Zu Beginn stehen alle Figuren der "Mönch"-Spieler (jeder hat einen Mönch und einen kleineren Novizen) vor dem Eingangstor, die Figuren des "Abt"-Spielers (Abt und Bibliothekar) beliebig innerhalb der Abtei. Für alle Spieler gilt: die größeren Figuren (Mönche, Abt) können sich maximal 2 Felder fortbewegen, die kleineren (Novizen, Bibliothekar) ziehen bis zu 4 Felder. Da nur die Mönche lesen können, sie dafür aber recht langsam sind, bringen die Novizen im Laufe des Spiels ihren Mönchen die Folianten aus den Gebäuden. Das Inbesitznehmen der Bücher geschieht einfach durch Draufstellen der Figur. In jeder Runde, in der ein Mönch auf einem "Buch" steht, und sich noch dazu nicht bewegt, kann dessen Spieler den darin versteckten Buchstaben für sich lesen und hinter seinem Sichtschirm auf seinem Lösungsblock notieren. So sammeln die Spieler mit der Zeit ihre Informationen. Der "Abt" kann seinerseits einige Aktionen setzen, um das Lösen des Rätsels zu verhindern: Er kann zum Beispiel Bücher blockieren (er stellt sich einfach drauf), Felder blockieren (auf jedem Feld darf sich nur ein Buch befinden, was den Transport der Bücher erschwert) oder sogar andere Figuren von Büchern stoßen. Außerdem kennt der Abt Geheimgänge zwischen den Gebäuden und kann sofort von einem Gebäude zu einem beliebigen Gebäude huschen. Ja, er kann selbst das Aedifizium betreten, welches für alle anderen Figuren verschlossen bleibt.

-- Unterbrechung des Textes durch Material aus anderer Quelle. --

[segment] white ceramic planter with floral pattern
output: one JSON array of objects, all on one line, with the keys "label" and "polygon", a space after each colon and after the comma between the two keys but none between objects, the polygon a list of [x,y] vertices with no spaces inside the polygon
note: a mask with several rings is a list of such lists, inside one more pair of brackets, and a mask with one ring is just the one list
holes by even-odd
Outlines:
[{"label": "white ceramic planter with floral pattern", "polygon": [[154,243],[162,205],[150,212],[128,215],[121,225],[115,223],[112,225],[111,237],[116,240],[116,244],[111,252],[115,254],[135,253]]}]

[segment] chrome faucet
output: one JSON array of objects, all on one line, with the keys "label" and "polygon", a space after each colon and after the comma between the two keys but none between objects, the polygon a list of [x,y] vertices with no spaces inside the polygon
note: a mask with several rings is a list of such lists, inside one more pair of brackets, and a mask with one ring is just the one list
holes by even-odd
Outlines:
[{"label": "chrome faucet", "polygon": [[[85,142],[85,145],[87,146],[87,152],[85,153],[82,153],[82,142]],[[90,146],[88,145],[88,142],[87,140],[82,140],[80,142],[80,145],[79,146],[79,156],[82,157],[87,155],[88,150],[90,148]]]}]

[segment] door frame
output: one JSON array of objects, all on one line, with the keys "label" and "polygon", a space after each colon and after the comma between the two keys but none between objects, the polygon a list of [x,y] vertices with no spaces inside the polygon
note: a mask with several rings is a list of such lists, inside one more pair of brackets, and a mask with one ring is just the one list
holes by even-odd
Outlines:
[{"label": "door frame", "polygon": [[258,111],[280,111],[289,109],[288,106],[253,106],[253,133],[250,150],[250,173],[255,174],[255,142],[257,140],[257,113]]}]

Ein weiterer Spielmechanismus ist jener, der dem Spiel den Namen gab: Das Wandern der Bücher. Jeder Spieler kann, wenn er an der Reihe ist, die Bücher bewegen, der Fachausdruck ist "Stampfen". Alle Bücher, die sich in Gebäuden befinden und nicht durch eine Figur besetzt sind, wandern dann im Uhrzeigersinn ins nächste Gebäude. Dies ist auch die einzige Möglichkeit der Mönche, an die Bücher des Aedifiziums ranzukommen. Ebenso zwingt dieser Mechanismus die Mönche und Novizen dazu, die Bücher nicht nur im Hof stehen zu lassen, sondern auch wieder in die Gebäude zurückzutragen. Die Reihenfolge der einzelnen möglichen Aktionen, die ein Spieler in einer Runde durchführen kann, ist beliebig und dadurch auch Bestandteil taktischer Überlegungen.

Was hat es nun mit dem Zeitplan auf sich? Dieser spiegelt den Tagesablauf, gegliedert in Stunden, wider, jede Runde eine Stunde sozusagen. Doch zu bestimmten Stunden müssen sich alle Figuren an bestimmten Orten einfinden, so etwa um 12 Uhr zum Mittagessen ins Refektorium. Ab der nächsten (R/St)unde geht's dann von dort weiter. Am Ende des ersten Tages begeben sich alle Figuren ins Dormitorium, in der Nacht haben alle "Mönchspieler" dann noch die Gelegenheit, ein Buch des Aedifiziums zu "lesen" (William von Baskerville aschleicht sich ja auch nächtens in die Bibliothek). Darauf folgt der zweite Tag, an dem die Spieler das Rätsel lösen müssen, denn nach Ablauf des zweiten Tages endet auf jeden Fall das Spiel. Derjenige Mönch, der das Lösungswort zu kennen glaubt, kann statt eines Zuges auch einen Lösungsversuch wagen (in der Regel kommt es am 2. Tag zu mehreren solchen). Nennt er die richtige Lösung, hat er gewonnen. Schafft es jedoch bis zum Ende des zweiten Tages kein Mönch, so gewinnt der Abt das Spiel.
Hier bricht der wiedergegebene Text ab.